When ordering shifts from human habit to algorithmic recommendation, the relationship between a grocer and its suppliers changes underneath the surface. For decades, a brand could influence shelf presence through the operator's familiarity, promotional pushes and the inertia of past orders. An AI that reorders based on each store's actual demand patterns is far less swayed by any of that. It buys what the data says will sell, which rewards genuine velocity and punishes products that were riding on relationship rather than performance. For consumer-goods companies, that is a quiet but real reordering of who holds the leverage at the shelf.

It also raises the value of clean, accurate data on both sides. A demand model is only as good as the sales, inventory and movement data feeding it, so suppliers with reliable item information and dependable fill rates become easier for the system to favor, while those with messy data or erratic supply risk being algorithmically deprioritized. We would advise CPG leaders to treat retailer ordering automation as a standing strategic question rather than a logistics footnote. As more grocers move to systems like this, the path to the shelf increasingly runs through performance data and supply reliability, not through the relationships that used to carry a mediocre product along.

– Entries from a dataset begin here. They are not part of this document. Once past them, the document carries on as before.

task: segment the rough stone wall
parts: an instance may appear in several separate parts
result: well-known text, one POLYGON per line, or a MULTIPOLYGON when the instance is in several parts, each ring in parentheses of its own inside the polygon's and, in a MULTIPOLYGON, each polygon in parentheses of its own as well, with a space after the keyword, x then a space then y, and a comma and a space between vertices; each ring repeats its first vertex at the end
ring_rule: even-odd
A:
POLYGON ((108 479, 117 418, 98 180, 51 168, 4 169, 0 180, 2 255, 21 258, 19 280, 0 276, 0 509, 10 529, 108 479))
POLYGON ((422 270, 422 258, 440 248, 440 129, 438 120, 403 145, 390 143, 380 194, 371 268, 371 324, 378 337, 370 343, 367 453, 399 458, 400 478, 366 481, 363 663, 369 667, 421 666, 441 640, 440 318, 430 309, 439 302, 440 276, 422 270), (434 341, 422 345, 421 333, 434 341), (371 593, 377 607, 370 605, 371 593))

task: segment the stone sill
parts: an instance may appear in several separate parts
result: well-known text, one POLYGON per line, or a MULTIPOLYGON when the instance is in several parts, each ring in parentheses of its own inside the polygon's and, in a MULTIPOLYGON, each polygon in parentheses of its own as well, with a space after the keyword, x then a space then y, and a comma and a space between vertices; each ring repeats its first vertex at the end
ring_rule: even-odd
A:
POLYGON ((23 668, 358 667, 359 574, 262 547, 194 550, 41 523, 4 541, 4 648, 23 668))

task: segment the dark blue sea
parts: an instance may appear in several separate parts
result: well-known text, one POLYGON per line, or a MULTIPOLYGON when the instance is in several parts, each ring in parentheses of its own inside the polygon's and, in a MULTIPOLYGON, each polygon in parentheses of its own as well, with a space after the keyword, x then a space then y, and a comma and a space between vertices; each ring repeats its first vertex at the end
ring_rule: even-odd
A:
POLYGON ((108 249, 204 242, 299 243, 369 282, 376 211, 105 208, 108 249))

Why Back-End AI Is the Quieter, Surer Bet

While much of retail's attention is fixed on customer-facing shopping agents, the steadier returns this year are coming from back-end operations: forecasting, replenishment and inventory accuracy. Grocery Outlet's move sits firmly in that camp, alongside a wave of grocers turning to AI for ordering across hundreds of stores. These projects do not generate splashy demos or viral screenshots, but they touch the line items that decide whether a grocery business is healthy: shrink, on-shelf availability, working capital tied up in inventory, and the labor hours that store teams pour into routine ordering instead of serving customers.

For executives weighing where to spend constrained AI budgets, that contrast is instructive. A shopping agent is a bet on changing customer behavior, which is uncertain, slow and partly outside the retailer's control. A full-store ordering system is a bet on a known operational cost, which is measurable from the first quarter and improves with every cycle of data it sees. Grocery Outlet's roughly 550 stores across 16 states give it the scale to test that math quickly and the diversity of formats to learn where the model generalizes and where it does not. We expect more of this unglamorous, balance-sheet-first AI through 2026, and we suspect it will quietly outperform the agent hype on return, even if it never trends.